The Corner

Is The Exorcist a Conservative Film?

A 40th anniversary special-edition DVD of The Exorcist was released this week.

Reading the quote page that opens William Peter Blatty’s book, The Exorcist, one finds a statement by a priest about a Communist atrocity (the shock troops encounter a religious teacher whom they kill, and then drive drumsticks through the ears of the student children). Since this quote is on the same page as the quote from the Gospels about Jesus exorcising the demon Legion from a man, the implication is that the Communists are Satan’s instruments.

As the film, faithfully adapted from the novel (Blatty wrote the screenplay which won him an Academy Award) reaches its 40th anniversary, one may be tempted to ask whether the Exorcist is a conservative film. Social conservatives at the time didn’t think so. Billy Graham stated it “stank of evil.” Even limousine liberals (“I don’t know how Nixon won; everyone I know voted for McGovern”) like Pauline Kael condemned the film on moral grounds, horrified more though by the legions (no pun intended) of show-biz mothers who took their daughters to audition for a film that would have had them, among other things, masturbating with a crucifix.

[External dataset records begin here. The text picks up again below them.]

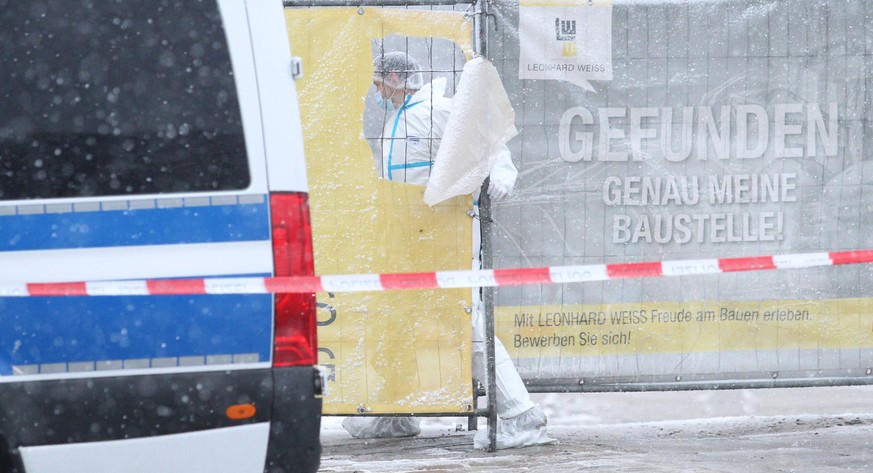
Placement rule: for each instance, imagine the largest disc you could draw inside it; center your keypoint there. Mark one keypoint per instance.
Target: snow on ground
(816, 430)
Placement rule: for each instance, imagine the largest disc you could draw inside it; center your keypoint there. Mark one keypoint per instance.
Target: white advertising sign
(565, 40)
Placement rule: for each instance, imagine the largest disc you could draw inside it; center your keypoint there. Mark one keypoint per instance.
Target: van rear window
(116, 97)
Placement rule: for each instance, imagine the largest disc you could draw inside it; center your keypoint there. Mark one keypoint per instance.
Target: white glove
(498, 190)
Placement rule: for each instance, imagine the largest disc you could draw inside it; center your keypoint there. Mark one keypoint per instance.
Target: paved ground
(818, 430)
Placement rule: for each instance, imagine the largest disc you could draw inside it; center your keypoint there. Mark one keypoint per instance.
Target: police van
(156, 140)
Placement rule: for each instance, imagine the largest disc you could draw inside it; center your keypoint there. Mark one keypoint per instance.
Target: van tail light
(294, 336)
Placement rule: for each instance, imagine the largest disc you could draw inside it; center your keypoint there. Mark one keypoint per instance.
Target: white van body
(153, 139)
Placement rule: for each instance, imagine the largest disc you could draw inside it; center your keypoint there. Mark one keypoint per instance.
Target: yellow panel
(399, 351)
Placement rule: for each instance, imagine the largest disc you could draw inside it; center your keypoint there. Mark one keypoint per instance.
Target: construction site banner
(389, 352)
(723, 129)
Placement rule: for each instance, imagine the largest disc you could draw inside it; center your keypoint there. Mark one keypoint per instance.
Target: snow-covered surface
(768, 430)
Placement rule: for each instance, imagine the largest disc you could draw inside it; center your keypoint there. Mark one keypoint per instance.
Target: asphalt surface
(817, 430)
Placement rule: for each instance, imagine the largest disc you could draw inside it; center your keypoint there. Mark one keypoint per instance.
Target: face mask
(385, 104)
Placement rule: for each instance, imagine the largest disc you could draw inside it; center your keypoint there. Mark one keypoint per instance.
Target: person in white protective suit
(416, 119)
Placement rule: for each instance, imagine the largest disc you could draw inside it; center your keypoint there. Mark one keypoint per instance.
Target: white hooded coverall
(411, 138)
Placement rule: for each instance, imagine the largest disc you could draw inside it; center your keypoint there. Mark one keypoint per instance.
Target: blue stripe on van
(47, 330)
(205, 224)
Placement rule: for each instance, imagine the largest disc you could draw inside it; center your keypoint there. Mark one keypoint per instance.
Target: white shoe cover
(524, 430)
(382, 427)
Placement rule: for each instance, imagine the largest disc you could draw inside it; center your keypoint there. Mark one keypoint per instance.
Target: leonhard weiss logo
(565, 33)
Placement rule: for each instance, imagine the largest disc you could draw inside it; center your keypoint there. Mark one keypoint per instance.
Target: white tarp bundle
(481, 123)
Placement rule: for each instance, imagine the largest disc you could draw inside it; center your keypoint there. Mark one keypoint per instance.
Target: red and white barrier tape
(437, 279)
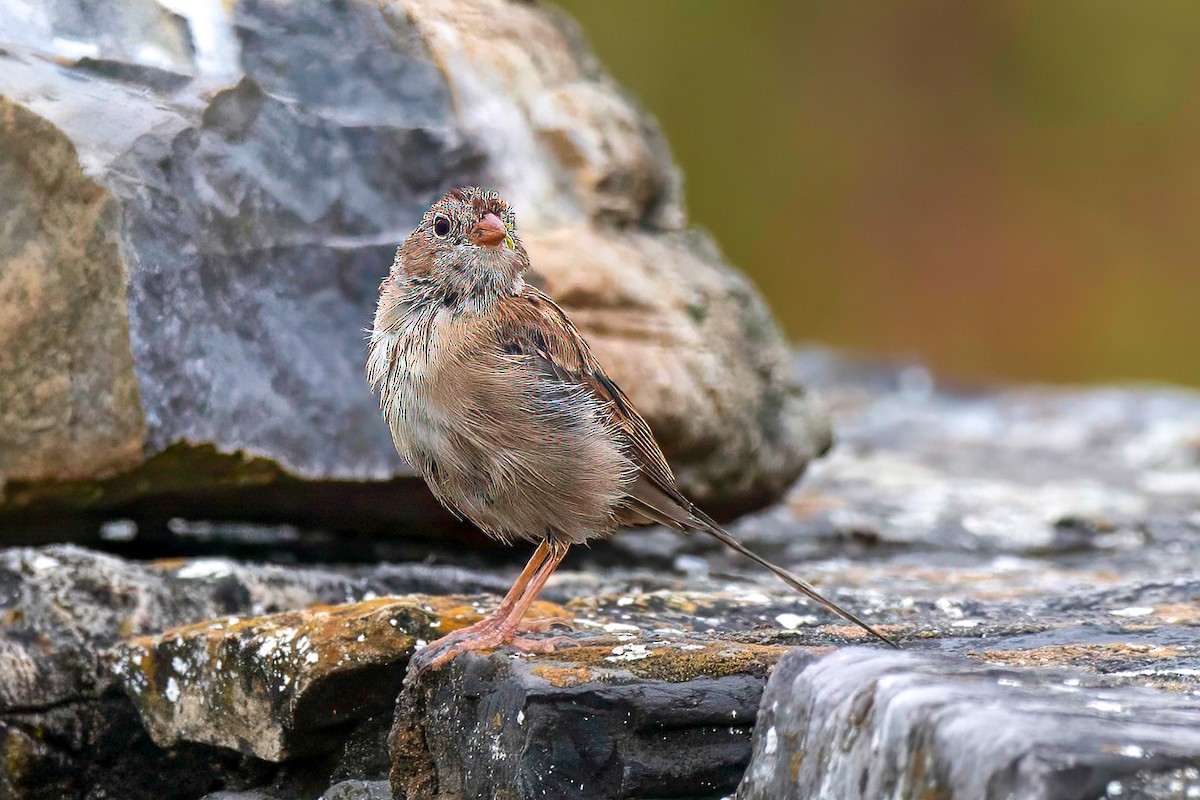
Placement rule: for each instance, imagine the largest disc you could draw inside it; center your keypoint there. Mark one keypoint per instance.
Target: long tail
(705, 523)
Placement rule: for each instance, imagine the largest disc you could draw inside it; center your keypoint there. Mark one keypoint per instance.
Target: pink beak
(489, 230)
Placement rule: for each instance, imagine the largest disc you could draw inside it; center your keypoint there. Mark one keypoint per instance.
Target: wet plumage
(497, 401)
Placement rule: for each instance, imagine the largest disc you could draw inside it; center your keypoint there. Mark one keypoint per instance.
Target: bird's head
(465, 250)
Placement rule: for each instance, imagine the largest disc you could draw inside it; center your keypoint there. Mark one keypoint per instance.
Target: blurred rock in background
(995, 188)
(201, 199)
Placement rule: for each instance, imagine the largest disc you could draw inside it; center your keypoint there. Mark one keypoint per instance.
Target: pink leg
(501, 625)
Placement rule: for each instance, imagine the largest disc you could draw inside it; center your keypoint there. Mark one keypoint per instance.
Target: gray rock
(359, 791)
(66, 729)
(624, 721)
(229, 184)
(864, 723)
(282, 685)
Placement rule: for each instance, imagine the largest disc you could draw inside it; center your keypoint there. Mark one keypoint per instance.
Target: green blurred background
(1003, 190)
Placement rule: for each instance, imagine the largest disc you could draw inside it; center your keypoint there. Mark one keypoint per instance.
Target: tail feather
(705, 523)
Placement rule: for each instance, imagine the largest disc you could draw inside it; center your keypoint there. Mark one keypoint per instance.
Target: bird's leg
(501, 625)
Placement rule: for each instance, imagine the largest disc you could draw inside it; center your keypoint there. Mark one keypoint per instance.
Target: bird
(497, 401)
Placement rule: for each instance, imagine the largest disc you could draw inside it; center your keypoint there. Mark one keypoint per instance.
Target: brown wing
(534, 326)
(538, 329)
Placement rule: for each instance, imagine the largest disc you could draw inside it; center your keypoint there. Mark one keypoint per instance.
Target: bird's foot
(486, 636)
(543, 647)
(474, 637)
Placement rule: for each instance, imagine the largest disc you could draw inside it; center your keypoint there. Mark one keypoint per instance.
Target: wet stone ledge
(861, 725)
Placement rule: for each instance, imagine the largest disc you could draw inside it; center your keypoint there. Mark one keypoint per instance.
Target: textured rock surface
(67, 731)
(1103, 593)
(861, 723)
(229, 182)
(287, 684)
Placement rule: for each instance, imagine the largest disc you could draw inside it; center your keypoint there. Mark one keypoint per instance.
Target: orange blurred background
(1002, 190)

Without knowing Blatty’s politics, I would say that his purpose in writing the novel was a socially conservative one. Calling the novel an “apostolic work,” he hoped his presentation of the devil (actually the demon Pazuzu) being alive and well and capable of violating and abusing a twelve-year-old girl was proof that the presence of evil proved there was a presence of good.

The scenes Blatty wanted restored, and which were only restored decades later, certainly were those of a socially conservative nature (it is unknown whether he wanted the infamous “spider walk” scene added). For him, the whole purpose of the film centered around a conversation shown between the two shell-shocked priests. When the younger priest — who has lost his faith but will regain it at the end of the story when he altruistically beckons the demon to enter him and then attempts to kill it by killing himself — asks the elder exorcist why the demon picked the girl, the exorcist’s reply is that the whole purpose of possession isn’t to harm the host, but to convince the witnesses that God could never love anyone so bestial and ugly.

The other discarded scene that Blatty lamented was the ending in which the younger priest’s friend links arms with a kindly detective, the beginning of, as they both put it, “a beautiful friendship.” Blatty intended this scene to show that now “all was right in God’s world.”

Whatever the audience’s interpretation of the film — and there is certainly proof that the makers of it went for the gross-out and not the religious factor — Blatty’s authorial intention, in both the book and the script, was socially conservative. He wanted it to be a conservative film, despite whatever blasphemies drew audiences in.